Salbaum J Michael, Kappen Claudia
Laboratory of Regulation of Gene Expression, 6400 Perkins Road, Baton Rouge, Louisiana 70808, USA.
Birth Defects Res A Clin Mol Teratol. 2010 Aug;88(8):601-11. doi: 10.1002/bdra.20680.
Maternal diabetes during pregnancy is a well-known teratogen that increases the risk for birth defects, such as neural tube defects (NTDs). We have previously shown that maternal diabetes profoundly affects gene expression in the developing embryo, in particular a suite of known NTD genes. In rodent experimental systems, NTDs present as phenotypes of incomplete penetrance in diabetic pregnancies. This property is difficult to reconcile with observations of consistently altered gene expression in exposed embryos. We here show that maternal diabetes increases the overall variability of gene expression levels in embryos.

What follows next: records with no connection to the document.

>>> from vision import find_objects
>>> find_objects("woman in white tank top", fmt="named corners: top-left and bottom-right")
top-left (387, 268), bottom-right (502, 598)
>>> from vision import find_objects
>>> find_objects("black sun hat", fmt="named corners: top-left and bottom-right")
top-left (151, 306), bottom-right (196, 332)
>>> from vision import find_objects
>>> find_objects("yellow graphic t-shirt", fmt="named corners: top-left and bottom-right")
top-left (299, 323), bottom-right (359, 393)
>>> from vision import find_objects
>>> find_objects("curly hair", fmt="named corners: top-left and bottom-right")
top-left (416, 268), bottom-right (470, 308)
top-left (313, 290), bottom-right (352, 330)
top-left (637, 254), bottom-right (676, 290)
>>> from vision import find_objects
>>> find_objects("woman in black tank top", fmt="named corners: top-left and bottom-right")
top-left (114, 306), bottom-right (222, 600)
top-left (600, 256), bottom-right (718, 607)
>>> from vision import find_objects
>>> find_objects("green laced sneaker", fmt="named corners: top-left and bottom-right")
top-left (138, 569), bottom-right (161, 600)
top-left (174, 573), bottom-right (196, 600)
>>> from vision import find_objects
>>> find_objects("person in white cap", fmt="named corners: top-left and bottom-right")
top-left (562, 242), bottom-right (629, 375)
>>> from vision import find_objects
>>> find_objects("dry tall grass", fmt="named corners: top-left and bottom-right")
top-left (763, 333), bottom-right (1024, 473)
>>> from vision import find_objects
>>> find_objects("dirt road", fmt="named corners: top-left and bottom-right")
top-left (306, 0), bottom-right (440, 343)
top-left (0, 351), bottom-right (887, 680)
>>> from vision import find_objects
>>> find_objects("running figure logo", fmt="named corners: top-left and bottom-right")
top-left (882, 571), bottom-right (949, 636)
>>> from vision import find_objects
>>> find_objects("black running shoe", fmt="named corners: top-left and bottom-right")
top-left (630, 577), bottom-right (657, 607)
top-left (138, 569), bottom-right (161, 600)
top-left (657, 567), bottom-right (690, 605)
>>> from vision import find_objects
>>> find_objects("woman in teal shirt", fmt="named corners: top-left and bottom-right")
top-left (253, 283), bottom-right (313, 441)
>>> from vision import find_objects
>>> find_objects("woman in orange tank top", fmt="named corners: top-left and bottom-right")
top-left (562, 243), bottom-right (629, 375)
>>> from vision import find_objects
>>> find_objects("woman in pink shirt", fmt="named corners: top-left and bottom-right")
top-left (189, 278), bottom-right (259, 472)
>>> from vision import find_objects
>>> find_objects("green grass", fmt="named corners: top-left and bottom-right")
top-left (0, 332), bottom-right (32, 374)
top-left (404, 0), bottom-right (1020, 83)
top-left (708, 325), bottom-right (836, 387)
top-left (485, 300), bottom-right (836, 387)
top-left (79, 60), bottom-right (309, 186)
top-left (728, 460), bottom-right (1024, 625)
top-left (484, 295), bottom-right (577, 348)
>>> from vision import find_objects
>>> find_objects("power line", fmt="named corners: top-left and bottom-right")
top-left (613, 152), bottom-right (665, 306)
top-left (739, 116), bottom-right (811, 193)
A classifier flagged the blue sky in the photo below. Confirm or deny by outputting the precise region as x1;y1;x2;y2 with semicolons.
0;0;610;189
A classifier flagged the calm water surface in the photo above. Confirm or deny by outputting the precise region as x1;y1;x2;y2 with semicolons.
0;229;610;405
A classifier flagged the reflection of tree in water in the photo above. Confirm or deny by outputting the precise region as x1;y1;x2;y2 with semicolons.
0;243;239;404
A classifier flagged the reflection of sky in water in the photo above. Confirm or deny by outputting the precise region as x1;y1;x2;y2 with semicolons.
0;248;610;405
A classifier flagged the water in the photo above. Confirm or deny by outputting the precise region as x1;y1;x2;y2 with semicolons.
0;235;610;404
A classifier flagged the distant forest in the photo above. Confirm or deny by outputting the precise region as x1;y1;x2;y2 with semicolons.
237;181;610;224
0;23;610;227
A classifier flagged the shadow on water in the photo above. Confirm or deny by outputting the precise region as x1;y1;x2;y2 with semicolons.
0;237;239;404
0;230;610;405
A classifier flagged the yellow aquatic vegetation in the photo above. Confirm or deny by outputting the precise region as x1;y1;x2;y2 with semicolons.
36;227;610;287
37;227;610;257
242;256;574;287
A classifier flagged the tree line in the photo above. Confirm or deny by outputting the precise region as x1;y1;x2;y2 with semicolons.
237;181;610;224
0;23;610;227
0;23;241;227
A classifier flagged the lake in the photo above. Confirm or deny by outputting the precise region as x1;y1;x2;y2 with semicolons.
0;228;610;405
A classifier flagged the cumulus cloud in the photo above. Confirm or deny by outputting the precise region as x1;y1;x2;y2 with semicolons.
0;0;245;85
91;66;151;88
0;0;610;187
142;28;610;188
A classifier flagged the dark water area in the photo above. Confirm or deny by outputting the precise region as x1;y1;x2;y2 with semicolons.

Altered gene expression and increased variability of gene expression together may constitute the molecular correlates for incomplete phenotype penetrance.
Based on this model, we suggest that maternal diabetes reduces the precision of gene regulation in exposed individuals. Loss of precision in embryonic gene regulation may include changes to the epigenome via deregulated expression of chromatin-modifying factors. Unraveling the mechanisms underlying such epigenetic modifications in diabetic pregnancies will help to understand how teratogenic insults compromise embryonic development and possibly provide avenues for therapeutic intervention.
孕期母体糖尿病是一种众所周知的致畸剂,会增加出生缺陷的风险,如神经管缺陷(NTDs)。我们之前已经表明,母体糖尿病会深刻影响发育中胚胎的基因表达,尤其是一组已知的NTD基因。在啮齿动物实验系统中,NTDs在糖尿病妊娠中表现为不完全显性的表型。这一特性难以与暴露胚胎中基因表达持续改变的观察结果相协调。我们在此表明,母体糖尿病会增加胚胎中基因表达水平的总体变异性。
基因表达改变和基因表达变异性增加共同可能构成不完全表型显性的分子关联。
基于此模型,我们认为母体糖尿病会降低暴露个体中基因调控的精确性。胚胎基因调控精确性的丧失可能包括通过染色质修饰因子的失调表达导致表观基因组的变化。阐明糖尿病妊娠中此类表观遗传修饰的潜在机制将有助于理解致畸性损伤如何损害胚胎发育,并可能为治疗干预提供途径。